Secondly it can lead to problems if humans (and presumably AI) adopt the cynical view point. Historically it was this cynical philosophy that led to arms races in nuclear weapons and made the world less safe due to the security dilemma. The security dilemma is where states are trapped to make things less secure because there is supposed anarchy on the international level. Applying this to AI means a potentially dangerous AI arms race as there will not be time to build in the necessary safeguards into AI.

The lack of trust and lack of trust in the ability to build trust is corrosive to life and intelligence.
So what can be done? To start with this argument suggests researching the AI safety community and seeing how broad it is philosophically. This can then feed into the next step. If this study finds a narrow philosophical base, broadening the research directions might be the way to go. Perhaps by funding people doing traditional PhDs, or with research bodies like ARIA. They would then research codes of conduct for engineers and attempt to embed and test values and philosophies inside AI. The philosophies might Include care-based philosophies, deontology and virtue based.

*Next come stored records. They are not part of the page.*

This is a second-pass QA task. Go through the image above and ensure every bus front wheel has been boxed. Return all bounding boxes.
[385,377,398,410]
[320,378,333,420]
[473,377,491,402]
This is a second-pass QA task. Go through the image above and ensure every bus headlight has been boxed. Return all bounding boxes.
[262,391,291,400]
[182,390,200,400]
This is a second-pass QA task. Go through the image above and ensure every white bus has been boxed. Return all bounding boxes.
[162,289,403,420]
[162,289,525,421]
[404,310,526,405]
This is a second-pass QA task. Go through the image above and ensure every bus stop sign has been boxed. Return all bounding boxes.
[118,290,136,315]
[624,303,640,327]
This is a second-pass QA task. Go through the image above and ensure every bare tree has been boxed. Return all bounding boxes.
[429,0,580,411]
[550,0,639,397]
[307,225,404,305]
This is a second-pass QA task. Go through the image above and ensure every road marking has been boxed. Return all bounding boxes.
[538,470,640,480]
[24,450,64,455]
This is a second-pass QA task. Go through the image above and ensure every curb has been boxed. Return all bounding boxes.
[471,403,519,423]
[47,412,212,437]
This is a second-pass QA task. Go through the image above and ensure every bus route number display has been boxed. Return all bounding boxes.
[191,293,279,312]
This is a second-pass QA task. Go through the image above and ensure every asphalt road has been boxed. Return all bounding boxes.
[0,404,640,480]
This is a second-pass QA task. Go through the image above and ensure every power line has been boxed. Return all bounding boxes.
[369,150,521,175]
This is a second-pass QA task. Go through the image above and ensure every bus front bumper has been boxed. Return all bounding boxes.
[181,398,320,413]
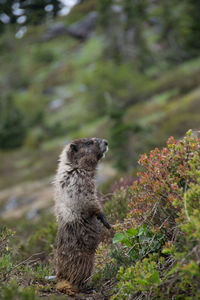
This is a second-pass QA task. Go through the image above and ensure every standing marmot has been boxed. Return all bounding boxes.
[55,138,111,294]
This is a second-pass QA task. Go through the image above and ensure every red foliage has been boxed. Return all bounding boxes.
[130,134,200,236]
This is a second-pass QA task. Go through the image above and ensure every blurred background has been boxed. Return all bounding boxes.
[0,0,200,248]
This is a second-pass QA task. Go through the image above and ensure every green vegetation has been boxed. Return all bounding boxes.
[0,0,200,300]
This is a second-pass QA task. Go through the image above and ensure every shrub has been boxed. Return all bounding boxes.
[130,131,200,238]
[112,131,200,299]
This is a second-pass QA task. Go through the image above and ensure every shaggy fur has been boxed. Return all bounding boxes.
[55,138,110,295]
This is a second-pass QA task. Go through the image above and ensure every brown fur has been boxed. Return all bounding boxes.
[55,138,109,294]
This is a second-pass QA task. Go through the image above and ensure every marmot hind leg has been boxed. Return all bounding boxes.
[56,279,78,296]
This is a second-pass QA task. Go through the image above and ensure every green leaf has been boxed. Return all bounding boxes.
[151,271,160,284]
[112,232,125,244]
[126,228,138,237]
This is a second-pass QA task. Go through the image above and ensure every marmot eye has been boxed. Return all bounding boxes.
[86,141,94,146]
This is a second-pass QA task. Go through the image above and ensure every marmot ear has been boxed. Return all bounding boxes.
[70,144,78,152]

So instead of just the field of AI alignment, where there is the hanging question of who to align the AI with, there could be movement towards trying different philosophies embedded in design and seeing which ones work best for humanity empirically. If actors see that each other are working towards non-cynically rational AI in a way that is not cynically rational, then the pressure to speed up the arms race becomes less.

Testing different philosophies in the real world could be achieved by doing user centred design of regulatory mandated tests for broadly deployed AI. The tests would have to be passed before the AI could be released. For example the AI agents could be simulated in an environment with humans and how the goals given to them interacted with simulated humans goals could be observed. Then the AI trained to pass this test would interact with a diverse set of humans to get feedback on how well the test makes the AI useful and non-harmful. This approach to test design could be tried out on a national or local level, before rolling out internationally.

The UK has shown an ambition to lead the way on AI safety and policy. This could be a way for the UK government to realise that ambition.